Work for free?

Editorial Articles Aug 01, 2014 1 Comment

I am a happy Master graduate in Digital cultural interpretation and Public Engagement… since June 2011! Since? Nothing! Well no, I had the great fortune to find a short term contract as communication assistant in a local structure. No other paid job. Yes, of course, if I offered my capacities for free, I would have found jobs (and actually I do) and as many students, I accepted many jobs for free or near (called “training”). And effectively, French and British job boards are full of offers for voluntaries and apprentices. It is quite unbelievable to see how structures can need so many free (or nearly) workers but so few properly paid professionals!

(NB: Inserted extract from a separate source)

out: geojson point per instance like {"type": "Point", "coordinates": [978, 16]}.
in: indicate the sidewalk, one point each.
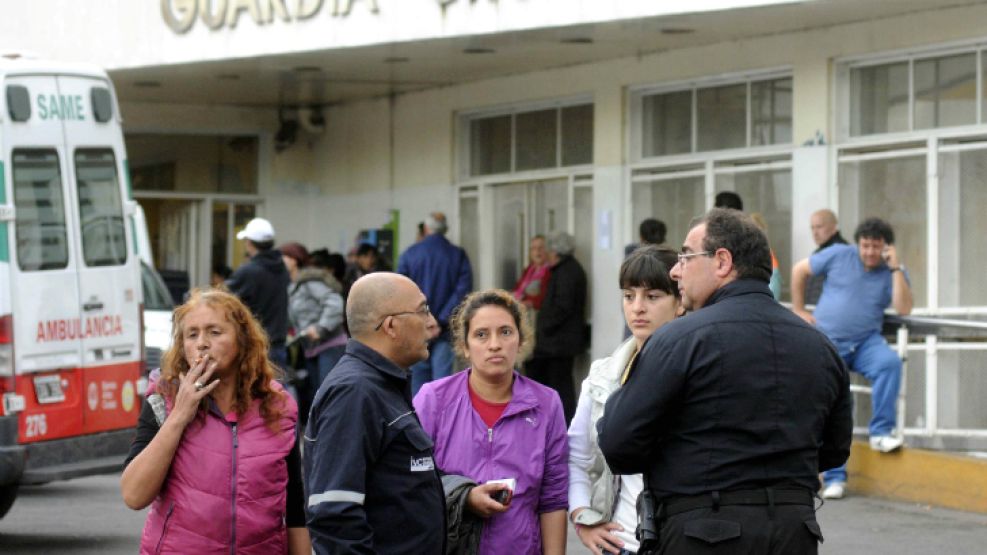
{"type": "Point", "coordinates": [867, 525]}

Of course, it’s always the same reasons given: too many candidates (it’s true that 200 persons for only one job it’s quite a lot; and promise, I don’t exaggerate!), less and less engagement from governments (and, unfortunately, not only the French one), managing a cultural structure costs a lot of money,… And it’s true, with no doubt, that the cultural world is more and more a competitive world, that a cultural institution needs several talents, so professionals, that governments find less important to invest in culture (except if it is glam or use the “wow-effect” and give a disney-like image to the country) but is it a reason to prefer to spend less money on professional workers wages (internal or external to the structure) than on other expenditure items?
My problem to find a job and/or with a proper pay is not only mine: we want so much to find a job that we are near ready to be slaves and accept unbelievable circumstances to work in Culture! Is it normal to not recognise the know-how of a master-graduate or postgraduate and/or an experimented professional? Of course, I talk about professionals in cultural fields but it is unfortunately true for many other jobs.
The real point that appears here is what is the value that we are giving to work? If we consider that work deserves salary, why so many underpaid job offers? If, in contrary, knowledge is considered as valueless, why so many structures still need workers?! We cannot stay with this financial excuse. Many of my generation think, create, suggest and invent new solutions, among them about the work value. I really think that we are on the boundary of two worlds which are fighting to the victory. The first, our current world, was shaped on high ideas and principles but can no longer afford its claims and turns in tyrannical and alienate oppression. The second one is deeply new and has quite everything to re-invent and suggest. But in any solution, the question of the work value has to be in the core of this battle because it’s not only a question of a financial resource: many workers do their job because they love what they do; it’s a question of human consideration, knowledge and how we live in a society. We do not possess the world, we are borrowing it from our children; it is true for Culture too… as could write Saint-ExupĂ©ry.